Gemma2 (27B-IT and 9B-IT): The Gemma2 models exhibit the most significant reasoning gaps. The low-cost version (9B-IT) sees a massive 37.3% drop in accuracy, while the high-cost version (27B-IT) also experiences a notable decline (18%).

Cheaper models (low-cost) generally perform similarly to their high-cost counterparts on the simpler original GSM8K test. However, they struggle significantly more with the compositional GSM test. The reasoning gap increases for cheaper models. This indicates that cost-efficient LLMs may handle simpler tasks well but are less capable of managing more complex, compositional reasoning tasks.

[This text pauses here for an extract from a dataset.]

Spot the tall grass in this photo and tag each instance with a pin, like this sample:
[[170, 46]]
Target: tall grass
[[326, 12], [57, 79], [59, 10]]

Experiment Results and Insights

The experiments were conducted using various models, such as GPT-4o, LLAMA, Gemini, and Mistral, to assess their ability to solve three test sets: the original GSM8K, the modified GSM8K (with the substitution of X), and the compositional GSM. The models were tested using an 8-shot prompt strategy, as outlined in Zhang et al. (2024), with the same approach applied to both the original and modified GSM8K test sets. A similar prompt was developed for the compositional GSM test set to maintain consistency across the experiments. The study evaluated a variety of models, including GPT-4o, GPT-4o mini, LLAMA3, Phi, Gemini, Gemma2, Mistral, and math-specialized models like Numina-7B and Mathstral-7B.

Pretrained vs instruction tuned — Source: Link

The research highlights three key findings:

Cost-Efficient and Smaller LLMs Struggle with Compositional Tasks: While smaller models, such as GPT-4o mini and Gemini 1.5 Flash, perform comparably on GSM8K benchmarks, they exhibit significantly larger reasoning gaps when faced with compositional GSM. These models, which are cost-efficient and optimized for standard benchmarks, seem to have reasoning weaknesses that become evident in more complex, multi-step problems.
Instruction-Tuning Effects Vary by Model Size: Instruction-tuning boosts LLMs’ understanding of task-specific instructions, but its impact varies by model size. Smaller models show significant accuracy gains on GSM8K but struggle with compositional GSM tasks, while larger models perform more consistently, implying small models may be over-optimized for certain tasks.
Math-Specialization Doesn’t Solve the Reasoning Gap: Math-focused models like Qwen2.5-Math and Numina-7B face similar reasoning gaps on compositional GSM as general-purpose models. Despite being tailored for complex math, they struggle to generalize from single questions to multi-step reasoning.

Why do LLMs Struggle with Compositional GSM?

Large language models (LLMs) have shown difficulty handling compositional tasks, especially in mathematical problem-solving, such as GSM8K. A prevalent hypothesis attributes these struggles to benchmark leakage. This occurs when models are exposed to test data during training, which can artificially inflate performance metrics. Studies indicate that leakage may lead to overestimating LLMs’ abilities in solving mathematical tasks. This is evident in models evaluated on GSM1K or variations of MATH problems. An evaluation was conducted to determine if leakage affects performance. It compared LLMs’ ability to solve modified GSM tasks with the original GSM8K benchmark. The results suggest that leakage is not the primary issue, as models displayed similar accuracy across both versions.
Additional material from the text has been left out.